Small regrets do not cover up
Of course, no work of art can be 100% perfect. There are still some small regrets in the adaptation of “Les Miserables” this time, and some arrangements are indeed debatable. The connection between certain scenes could also be better choreographed. For example, after Jean Valjean adopted Cosette, the musical version cuts directly to Paris eight years later, while the film adds Javert’s pursuit of Jean Valjean. Although the film tries to express Javert’s obsession with Jean Valjean in a picture, it actually destroys the coherence of the narrative, and the plot of Javert chasing Jean Valjean on horseback in the city is a bit abrupt. . Another example is the aria when Eppenne fell into Marius’ arms and ended abruptly in the middle of the singing. Maybe the screenwriter thought that the strength of a dying girl in the movie would make people feel a little false, but it also sacrificed The shaping of the integrity of Eboning’s character.
Of course, these flaws are innocuous to the whole film, and they leave some expectations for more adaptations of “Les Miserables” in the future. As an enduring masterpiece, the story of Les Misérables moving forward with the times will not end in this film, and it will never end. No matter what kind of theme adaptation, “Les Miserables” as the core strength of a literary work is undoubtedly the biggest weight of success.

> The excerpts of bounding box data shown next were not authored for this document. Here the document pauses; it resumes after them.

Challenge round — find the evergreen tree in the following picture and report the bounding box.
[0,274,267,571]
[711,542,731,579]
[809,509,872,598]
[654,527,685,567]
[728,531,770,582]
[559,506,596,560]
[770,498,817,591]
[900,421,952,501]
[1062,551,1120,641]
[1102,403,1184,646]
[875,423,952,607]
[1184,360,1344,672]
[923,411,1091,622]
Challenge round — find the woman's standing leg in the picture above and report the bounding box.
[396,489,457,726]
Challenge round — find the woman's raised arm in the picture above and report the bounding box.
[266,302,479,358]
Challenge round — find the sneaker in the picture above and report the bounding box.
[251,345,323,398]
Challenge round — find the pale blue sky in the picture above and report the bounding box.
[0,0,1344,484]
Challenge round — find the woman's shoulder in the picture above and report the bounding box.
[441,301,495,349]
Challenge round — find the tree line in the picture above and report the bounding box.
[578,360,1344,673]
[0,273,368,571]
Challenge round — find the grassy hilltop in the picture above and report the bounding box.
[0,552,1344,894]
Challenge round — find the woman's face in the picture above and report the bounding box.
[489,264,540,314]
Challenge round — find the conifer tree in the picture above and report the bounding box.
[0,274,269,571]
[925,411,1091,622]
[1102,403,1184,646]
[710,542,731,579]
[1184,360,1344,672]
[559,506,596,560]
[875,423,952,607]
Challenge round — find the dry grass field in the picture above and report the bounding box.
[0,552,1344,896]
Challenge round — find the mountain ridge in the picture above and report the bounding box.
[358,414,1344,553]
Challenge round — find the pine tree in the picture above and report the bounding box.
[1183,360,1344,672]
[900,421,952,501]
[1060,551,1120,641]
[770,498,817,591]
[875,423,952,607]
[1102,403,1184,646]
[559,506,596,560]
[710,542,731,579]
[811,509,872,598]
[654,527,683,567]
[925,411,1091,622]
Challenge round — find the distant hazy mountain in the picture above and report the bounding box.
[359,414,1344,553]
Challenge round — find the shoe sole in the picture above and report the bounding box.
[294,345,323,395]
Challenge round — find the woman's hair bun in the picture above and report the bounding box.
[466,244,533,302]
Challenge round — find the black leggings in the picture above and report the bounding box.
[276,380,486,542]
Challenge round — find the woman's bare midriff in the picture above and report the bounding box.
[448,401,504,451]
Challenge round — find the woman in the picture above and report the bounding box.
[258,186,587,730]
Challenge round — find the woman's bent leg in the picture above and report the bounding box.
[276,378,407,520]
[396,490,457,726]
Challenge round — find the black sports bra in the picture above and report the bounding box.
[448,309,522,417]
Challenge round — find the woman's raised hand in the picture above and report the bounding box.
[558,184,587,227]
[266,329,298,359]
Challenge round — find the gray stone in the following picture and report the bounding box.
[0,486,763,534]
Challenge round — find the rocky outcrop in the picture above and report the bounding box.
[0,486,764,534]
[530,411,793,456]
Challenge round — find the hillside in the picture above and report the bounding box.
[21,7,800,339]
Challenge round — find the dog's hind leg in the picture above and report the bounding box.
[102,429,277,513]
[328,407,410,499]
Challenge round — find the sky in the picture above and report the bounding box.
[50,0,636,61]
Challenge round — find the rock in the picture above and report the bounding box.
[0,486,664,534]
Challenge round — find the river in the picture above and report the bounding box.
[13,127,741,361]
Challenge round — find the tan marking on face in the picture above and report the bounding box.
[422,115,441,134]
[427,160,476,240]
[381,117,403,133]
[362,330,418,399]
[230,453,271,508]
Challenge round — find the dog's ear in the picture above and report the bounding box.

Because in life we always have questions about love and freedom, and we always look forward to a bright future. On these eternal topics, as Hugo himself said: “As long as the social oppression caused by law and custom survives, it is impossible to artificially reduce the world to hell and to suffer the innate luck of mankind at the height of civilization. The scourge of avoidance; as long as the three problems of this century—poverty degrades men, hunger degrades women, and darkness degrades children—are not resolved; as long as social poisoning is possible in certain regions, in other words In other words, and in a broader sense, as long as there is ignorance and hardship in the world, then works of the same nature as this book will not be useless.”